CSDS Study Group Presentations: 2021
October 26, 2021
There is a recent surge in research focused on urban transformations via empirical analysis of neighborhood sequences. The alignment-based sequence analysis methods, which have their origin in biology and computer science where they were used for matching DNA sequences and analyzing strings, and used for studying life courses in sociology, have recently seen many applications in urban neighborhood change research. However, it is unclear whether these methods are suitable for this task or to what extent they are robust in terms of producing consistent and converging neighborhood sequence typologies. The presentation will focus on a comparative analysis of four sequence analysis methods. These methods are applied to the same data set – the 50 largest Metropolitan Statistical Areas (MSAs) of the United States from 1970 to 2010. These methods are found to produce different neighborhood sequence typologies, and their behavior varies across MSAs, thus prohibiting meaningful comparisons of similar studies. One method leverages the socioeconomic similarities of neighborhoods and is suggested to serve as the building block towards designing a meaningful sequence analysis method for neighborhood change research.
November 16, 2021
Public health researchers increasingly rely on geospatial data from diverse sources, including volunteered data, “found” data, and real-time data from sensor systems. Characterized by the 4 V’s, volume, variety, velocity, and veracity, the big data revolution has spurred significant advances in spatial and spatiotemporal analysis methodologies; however, less attention has been paid to issues of data quality, validity, and bias. Drawing on examples from research on COVID-19 and urban pests, I highlight the importance of “placing” geospatial health data – thinking critically about how social processes and technologies selectively structure quantitative health-related data and in turn affect our understandings of contextual and neighborhood effects on health and well-being.
November 17, 2021
I briefly review the state-of-the-art spatial regression discontinuity (RDD) framework that is suitable to isolate causal effects when there are sharp spatial breaks. I then propose several improvements. First, I illustrate that some commonly used specifications are prone to type-I errors, especially when there are spatial trends in the data. Second, I propose a way to propose heterogeneous treatment effects alongside the RD cutoff. Third, I introduce randomization inference to the spatial RD framework by creating a set of functions that allow to randomly shift borders. These tools might be interesting for other identification strategies that rely on the shift of boundaries. A companion R-package called "SpatialRDD" includes all the tools necessary to carry out spatial RD estimation, including the proposed improvements.
December 1, 2021
Geospatial visualization is even more complex, and researchers need to consider a wide range of spatial scales and complex boundaries of polygons, the underlying uni- or bi-variate nature of maps, difficulties of diverse and unfamiliar file formats (or databases), statistical and visual pitfalls like the ecological problem (MAUP), lack of errors bars, etc.. Recent efforts in open source and start-up spaces provide a hopeful outlook. Open source development in analysis and visualization have provided powerful tools like geoda (analysis and modeling) and deck.gl (visualization)—but such tools are sometimes technically inaccessible to analysts. Start-up ventures offer clear insights and low-code tools for geospatial data, but longevity, data ownership, and academic support may be uncertain.

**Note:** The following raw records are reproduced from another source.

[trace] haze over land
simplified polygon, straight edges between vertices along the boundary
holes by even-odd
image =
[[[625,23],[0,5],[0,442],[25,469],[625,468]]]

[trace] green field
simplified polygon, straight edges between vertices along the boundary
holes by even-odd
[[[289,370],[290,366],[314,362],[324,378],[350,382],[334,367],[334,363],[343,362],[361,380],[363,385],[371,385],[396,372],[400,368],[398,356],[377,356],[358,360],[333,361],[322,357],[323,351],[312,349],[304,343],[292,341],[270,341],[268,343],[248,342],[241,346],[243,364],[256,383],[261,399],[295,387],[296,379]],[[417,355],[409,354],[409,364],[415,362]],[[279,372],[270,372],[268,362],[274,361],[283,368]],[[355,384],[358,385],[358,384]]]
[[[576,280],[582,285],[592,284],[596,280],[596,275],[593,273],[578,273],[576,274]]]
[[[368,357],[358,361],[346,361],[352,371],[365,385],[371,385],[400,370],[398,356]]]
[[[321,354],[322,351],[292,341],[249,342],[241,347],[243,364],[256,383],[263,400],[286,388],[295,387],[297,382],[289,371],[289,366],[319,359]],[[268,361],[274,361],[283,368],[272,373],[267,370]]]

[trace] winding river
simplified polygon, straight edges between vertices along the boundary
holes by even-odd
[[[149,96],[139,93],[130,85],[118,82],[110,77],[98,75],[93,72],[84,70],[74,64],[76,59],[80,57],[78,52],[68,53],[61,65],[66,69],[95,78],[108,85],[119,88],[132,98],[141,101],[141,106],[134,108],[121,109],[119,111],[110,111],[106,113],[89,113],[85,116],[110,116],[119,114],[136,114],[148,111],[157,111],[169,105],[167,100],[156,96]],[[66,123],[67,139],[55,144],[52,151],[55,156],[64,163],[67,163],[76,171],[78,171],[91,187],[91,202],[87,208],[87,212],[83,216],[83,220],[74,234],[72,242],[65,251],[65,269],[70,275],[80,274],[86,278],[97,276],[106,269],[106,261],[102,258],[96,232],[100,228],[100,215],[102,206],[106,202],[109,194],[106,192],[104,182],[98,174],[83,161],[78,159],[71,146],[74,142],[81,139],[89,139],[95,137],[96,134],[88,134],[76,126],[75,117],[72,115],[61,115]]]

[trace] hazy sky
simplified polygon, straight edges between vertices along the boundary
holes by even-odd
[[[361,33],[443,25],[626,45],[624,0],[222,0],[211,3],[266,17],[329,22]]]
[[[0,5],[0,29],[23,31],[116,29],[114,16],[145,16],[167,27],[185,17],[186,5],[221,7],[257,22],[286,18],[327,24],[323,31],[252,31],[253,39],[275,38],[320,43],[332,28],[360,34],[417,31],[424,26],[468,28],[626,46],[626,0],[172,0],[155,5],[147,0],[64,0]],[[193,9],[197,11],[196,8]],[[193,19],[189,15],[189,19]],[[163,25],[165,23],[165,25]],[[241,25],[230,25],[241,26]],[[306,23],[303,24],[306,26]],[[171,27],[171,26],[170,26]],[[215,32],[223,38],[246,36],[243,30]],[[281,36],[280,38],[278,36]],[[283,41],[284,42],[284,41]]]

To attempt to resolve these issues, two domains have opened up over the past 10 years.
In this talk we will present the current state and future vision for a suite of open source tools that we are developing to try and bridge this divide. Over the course of the next year our goal is to develop an extensible, modifiable suite of tools that can be used alone or together as part of a cohesive platform to make finding and sharing geospatial based insights easier. In this talk in particular we will focus on
- Matico Dashboards: A quick and easy way to build out interactive that can pull data from multiple different sources to produce maps, charts and explanatory text with zero coding.
- GeoJay: a service to easily identify and join tabular data to geospatial administrative boundaries
- Matico Server: A federated data management tool which allows individuals and communities to collectively generate, edit and share geospatial data while retaining ownership of that data.
We will contrast our approach with existing proprietary platforms, particularly emphasize our focus on community management, data ownership and stewardship, collaborative investigation and extensibility.